しかし、それがわかると、おまさを手配することになりかねない。
(おれは、おまさが磔になって処刑されるのを見すごすことができるであろうか)

法の決まりからいえば、仕置き(政治)の側の禄を食(は)んでいる者として、おまさを見のがすのは道理に反する。
しかし、心情としては、捕縛にかかわりたくない。

では、あすの〔神座(かんざ)屋〕の聞きこみを手かげんするのか? いや、そんなことをすれば、三宅重兵衛(じゅうべえ 42歳)や古室(こむろ)忠左衛門(ちゅうざえもん 30歳)が気づくかもしれない。

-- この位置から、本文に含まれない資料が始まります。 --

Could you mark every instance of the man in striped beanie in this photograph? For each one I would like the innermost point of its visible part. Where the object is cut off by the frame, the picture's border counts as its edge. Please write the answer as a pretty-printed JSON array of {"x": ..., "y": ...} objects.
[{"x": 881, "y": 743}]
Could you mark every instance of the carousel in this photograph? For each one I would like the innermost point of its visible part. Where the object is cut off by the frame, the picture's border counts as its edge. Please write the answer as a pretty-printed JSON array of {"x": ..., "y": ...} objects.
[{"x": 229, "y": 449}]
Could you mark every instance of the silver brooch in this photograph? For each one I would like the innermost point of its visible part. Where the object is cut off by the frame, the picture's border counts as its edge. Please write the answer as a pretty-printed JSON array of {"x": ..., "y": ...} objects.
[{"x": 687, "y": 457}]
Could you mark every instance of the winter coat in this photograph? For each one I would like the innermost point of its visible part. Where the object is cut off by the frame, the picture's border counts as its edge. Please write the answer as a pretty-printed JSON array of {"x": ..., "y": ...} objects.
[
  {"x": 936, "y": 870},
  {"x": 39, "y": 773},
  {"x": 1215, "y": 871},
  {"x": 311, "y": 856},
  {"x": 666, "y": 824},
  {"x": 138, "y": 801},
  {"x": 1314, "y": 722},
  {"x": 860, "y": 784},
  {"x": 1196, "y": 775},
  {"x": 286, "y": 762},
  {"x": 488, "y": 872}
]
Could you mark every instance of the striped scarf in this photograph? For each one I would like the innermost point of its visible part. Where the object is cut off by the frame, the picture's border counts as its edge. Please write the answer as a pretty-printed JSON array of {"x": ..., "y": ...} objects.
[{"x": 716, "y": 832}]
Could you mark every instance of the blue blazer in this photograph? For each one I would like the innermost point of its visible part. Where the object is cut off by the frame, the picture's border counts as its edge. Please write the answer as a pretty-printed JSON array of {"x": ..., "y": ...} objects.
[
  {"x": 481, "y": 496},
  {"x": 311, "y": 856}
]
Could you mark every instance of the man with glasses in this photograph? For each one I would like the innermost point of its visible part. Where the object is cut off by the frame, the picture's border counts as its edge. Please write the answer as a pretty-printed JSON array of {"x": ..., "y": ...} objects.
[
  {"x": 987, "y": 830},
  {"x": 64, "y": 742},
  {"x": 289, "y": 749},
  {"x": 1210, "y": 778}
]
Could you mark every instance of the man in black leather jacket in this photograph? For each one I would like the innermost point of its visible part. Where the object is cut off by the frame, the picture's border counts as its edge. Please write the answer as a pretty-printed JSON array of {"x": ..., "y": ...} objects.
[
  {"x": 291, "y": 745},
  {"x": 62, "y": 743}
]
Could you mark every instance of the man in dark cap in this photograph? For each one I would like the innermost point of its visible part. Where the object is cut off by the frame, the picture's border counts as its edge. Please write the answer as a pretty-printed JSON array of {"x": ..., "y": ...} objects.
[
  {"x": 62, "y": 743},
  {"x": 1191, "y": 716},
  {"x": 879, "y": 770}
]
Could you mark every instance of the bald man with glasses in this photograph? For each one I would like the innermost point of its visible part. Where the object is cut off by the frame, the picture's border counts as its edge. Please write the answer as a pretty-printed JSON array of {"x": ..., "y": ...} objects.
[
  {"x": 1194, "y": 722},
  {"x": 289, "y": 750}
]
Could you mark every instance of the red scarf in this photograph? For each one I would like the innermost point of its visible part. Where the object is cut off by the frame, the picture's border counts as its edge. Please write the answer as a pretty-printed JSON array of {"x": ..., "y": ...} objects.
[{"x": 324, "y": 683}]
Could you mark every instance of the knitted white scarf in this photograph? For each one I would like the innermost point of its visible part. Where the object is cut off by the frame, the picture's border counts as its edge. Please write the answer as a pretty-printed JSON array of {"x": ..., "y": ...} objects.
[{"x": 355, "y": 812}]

2人が気づかないまでも、岡っ引きの宇三(うぞう 38歳)は、おれが〔扇屋〕の辰次(たつじ 60歳)から聞き出したことを嗅ぎつけ、陣屋へ注進するであろう。

評定所へ呼びだされ、糾問されたら誤魔化しきれるものではない。

では、〔扇屋〕の万次郎(まんじろう 51歳)と辰次に口どめを頼むか?
いや、そういう小細工は、かえって危険だ。

起きあがった平蔵は、行灯の芯を高め、京都の河原町通り米屋町東入ルの高級骨董の〔風炉屋}を隠れ蓑(みの)にしている〔狐火きつねび)〕の勇五郎(ゆえごろう 62歳)あてに書状をしたためはじめた。

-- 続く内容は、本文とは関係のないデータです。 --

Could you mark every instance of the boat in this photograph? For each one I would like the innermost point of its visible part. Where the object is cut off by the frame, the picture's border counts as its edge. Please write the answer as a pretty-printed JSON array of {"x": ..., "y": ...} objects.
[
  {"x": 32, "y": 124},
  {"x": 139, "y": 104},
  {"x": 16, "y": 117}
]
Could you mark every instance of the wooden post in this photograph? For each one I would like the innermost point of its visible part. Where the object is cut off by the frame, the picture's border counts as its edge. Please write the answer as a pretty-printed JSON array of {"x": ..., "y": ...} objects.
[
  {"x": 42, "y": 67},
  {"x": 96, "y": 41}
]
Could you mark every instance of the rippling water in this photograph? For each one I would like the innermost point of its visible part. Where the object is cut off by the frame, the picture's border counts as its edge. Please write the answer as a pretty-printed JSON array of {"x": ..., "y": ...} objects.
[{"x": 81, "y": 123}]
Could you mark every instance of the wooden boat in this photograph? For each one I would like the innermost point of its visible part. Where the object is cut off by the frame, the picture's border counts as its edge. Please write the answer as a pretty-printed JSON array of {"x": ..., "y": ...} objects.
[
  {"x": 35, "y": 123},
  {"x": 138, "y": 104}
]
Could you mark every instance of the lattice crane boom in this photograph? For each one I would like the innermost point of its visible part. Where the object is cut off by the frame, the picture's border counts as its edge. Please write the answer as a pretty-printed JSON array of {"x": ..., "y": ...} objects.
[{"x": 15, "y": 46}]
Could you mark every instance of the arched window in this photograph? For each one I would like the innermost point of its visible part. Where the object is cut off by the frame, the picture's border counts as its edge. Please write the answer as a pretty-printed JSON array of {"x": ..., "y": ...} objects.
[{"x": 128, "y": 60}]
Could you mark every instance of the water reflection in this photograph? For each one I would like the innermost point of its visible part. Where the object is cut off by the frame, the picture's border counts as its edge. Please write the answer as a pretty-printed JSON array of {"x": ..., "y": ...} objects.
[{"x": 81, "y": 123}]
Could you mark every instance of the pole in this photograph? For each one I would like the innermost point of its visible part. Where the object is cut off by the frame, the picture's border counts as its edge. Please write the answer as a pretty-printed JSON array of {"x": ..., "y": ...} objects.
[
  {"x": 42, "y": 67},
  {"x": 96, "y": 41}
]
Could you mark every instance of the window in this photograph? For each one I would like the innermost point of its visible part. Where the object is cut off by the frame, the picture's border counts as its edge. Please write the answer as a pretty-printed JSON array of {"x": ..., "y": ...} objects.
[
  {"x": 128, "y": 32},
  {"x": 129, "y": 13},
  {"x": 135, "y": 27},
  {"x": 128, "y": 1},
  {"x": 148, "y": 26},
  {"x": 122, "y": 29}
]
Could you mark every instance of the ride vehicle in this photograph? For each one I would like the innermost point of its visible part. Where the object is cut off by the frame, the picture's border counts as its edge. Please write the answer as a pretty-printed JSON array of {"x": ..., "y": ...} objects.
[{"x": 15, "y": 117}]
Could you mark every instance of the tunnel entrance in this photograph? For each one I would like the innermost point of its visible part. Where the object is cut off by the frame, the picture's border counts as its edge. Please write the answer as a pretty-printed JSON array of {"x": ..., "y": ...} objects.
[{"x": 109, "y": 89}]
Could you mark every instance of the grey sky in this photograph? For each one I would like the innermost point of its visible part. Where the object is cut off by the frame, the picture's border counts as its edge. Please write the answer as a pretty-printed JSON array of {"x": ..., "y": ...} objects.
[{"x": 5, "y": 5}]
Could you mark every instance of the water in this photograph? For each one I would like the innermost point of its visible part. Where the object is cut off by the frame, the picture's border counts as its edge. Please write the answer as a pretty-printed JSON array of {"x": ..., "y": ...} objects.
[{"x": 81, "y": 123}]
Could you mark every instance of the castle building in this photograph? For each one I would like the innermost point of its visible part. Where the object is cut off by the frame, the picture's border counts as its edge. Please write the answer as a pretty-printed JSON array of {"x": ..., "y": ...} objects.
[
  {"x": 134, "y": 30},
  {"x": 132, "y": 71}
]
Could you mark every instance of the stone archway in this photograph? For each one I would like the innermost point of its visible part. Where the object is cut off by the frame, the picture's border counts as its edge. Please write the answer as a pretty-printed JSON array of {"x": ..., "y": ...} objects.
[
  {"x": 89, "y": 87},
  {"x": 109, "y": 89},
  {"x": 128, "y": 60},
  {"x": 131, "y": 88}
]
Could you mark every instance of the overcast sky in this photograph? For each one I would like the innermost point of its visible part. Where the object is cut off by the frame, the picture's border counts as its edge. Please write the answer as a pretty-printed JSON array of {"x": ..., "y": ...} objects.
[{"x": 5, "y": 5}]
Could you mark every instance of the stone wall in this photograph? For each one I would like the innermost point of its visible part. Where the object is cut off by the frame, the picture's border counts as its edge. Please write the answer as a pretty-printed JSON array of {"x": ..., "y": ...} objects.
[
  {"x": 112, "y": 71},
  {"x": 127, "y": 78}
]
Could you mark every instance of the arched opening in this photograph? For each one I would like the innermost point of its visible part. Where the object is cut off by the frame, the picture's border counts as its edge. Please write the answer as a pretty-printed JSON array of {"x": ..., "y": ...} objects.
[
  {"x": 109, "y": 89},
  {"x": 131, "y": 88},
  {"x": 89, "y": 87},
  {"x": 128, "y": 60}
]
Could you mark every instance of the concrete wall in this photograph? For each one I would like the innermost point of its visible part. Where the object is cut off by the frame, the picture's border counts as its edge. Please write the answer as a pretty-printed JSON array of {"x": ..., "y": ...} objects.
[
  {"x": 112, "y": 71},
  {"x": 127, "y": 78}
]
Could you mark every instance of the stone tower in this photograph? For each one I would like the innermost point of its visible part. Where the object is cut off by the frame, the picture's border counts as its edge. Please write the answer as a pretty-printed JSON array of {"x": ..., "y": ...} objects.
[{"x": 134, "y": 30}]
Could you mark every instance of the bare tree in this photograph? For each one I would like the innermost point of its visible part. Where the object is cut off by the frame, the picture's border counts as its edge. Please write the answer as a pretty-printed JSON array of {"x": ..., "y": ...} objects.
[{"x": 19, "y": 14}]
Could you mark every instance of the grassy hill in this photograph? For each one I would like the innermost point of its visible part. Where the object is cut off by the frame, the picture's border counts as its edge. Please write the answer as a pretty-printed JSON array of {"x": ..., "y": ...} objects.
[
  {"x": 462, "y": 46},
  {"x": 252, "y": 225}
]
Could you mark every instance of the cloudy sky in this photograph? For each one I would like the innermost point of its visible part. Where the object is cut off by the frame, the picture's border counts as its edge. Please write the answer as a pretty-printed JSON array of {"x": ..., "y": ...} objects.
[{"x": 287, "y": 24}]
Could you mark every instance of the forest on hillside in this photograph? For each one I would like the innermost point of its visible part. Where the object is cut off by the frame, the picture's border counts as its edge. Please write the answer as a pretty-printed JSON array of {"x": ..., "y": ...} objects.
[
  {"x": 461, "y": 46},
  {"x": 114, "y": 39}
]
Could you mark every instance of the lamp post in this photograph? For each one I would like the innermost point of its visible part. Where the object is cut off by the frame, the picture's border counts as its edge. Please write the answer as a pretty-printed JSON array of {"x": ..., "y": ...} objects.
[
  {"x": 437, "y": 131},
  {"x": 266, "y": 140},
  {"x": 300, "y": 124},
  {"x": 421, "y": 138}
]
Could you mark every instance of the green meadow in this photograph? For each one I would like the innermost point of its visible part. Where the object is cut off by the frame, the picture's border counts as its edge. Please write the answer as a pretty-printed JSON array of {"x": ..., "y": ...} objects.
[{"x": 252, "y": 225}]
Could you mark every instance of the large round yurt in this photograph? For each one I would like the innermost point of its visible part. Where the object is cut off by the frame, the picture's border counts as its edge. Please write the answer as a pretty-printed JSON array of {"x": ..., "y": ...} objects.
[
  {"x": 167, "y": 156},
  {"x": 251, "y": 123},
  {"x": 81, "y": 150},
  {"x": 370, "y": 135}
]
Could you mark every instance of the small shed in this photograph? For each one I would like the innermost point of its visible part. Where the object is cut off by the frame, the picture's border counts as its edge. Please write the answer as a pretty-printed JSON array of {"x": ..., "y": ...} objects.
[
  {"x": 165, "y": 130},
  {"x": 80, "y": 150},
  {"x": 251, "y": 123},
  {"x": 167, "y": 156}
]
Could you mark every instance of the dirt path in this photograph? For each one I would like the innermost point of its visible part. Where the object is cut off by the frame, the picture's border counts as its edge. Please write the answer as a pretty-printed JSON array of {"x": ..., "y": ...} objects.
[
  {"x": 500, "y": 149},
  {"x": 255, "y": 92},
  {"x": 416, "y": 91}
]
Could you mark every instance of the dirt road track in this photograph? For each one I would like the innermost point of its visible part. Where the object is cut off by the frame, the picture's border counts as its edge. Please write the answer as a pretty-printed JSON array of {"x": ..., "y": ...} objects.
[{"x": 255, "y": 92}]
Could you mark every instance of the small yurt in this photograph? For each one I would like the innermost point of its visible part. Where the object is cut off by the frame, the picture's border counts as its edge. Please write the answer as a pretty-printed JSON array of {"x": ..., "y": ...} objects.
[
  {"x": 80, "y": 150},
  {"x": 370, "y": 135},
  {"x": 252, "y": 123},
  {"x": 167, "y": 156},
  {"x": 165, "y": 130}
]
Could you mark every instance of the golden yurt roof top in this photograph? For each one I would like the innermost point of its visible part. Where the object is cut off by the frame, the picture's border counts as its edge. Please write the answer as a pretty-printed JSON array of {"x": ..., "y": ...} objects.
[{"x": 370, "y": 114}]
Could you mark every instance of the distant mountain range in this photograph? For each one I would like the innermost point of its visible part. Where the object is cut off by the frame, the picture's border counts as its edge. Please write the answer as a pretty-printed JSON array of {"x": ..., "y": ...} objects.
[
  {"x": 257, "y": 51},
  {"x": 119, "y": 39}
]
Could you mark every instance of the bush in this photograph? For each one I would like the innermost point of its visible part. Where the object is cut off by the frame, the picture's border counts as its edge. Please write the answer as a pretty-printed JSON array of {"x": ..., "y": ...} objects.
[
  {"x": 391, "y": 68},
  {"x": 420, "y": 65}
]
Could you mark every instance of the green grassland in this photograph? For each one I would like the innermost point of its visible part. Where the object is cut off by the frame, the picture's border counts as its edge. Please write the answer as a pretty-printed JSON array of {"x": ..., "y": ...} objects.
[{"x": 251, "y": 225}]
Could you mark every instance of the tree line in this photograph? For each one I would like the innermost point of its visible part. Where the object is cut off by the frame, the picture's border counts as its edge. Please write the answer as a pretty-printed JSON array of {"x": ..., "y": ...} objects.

10年間の無沙汰を詫びたあと、お(しず 享年26歳)の冥府行きのとにはわざとふれず、前にも尋ねたとおもうが、妹同然のおまさの安否を気にかけていること、じつはある事件の手伝いで嶋田宿にいるのだが、おもいもかけず、おまさ又太郎(24歳)との妙な噂が耳にはいった。
おまさ が〔狐火〕一味にいるのであれば安心なのだが、どうも、そうではなさそうだ。
おまさについては、兄代わりのつもりでいるので、いま、おまさはどこのお頭のところにいるのか、南本所の屋敷へしらせてはもらえまいか。

幾度も筆を休めながら、概略、こんなことを、誠意をこめて綴った。
返事がくるとはおもっていなかったが、書いているうちに気が鎮まった。

封をしてから、書簡を布団の下へ入れ、冷やの寝酒をあおって床についた。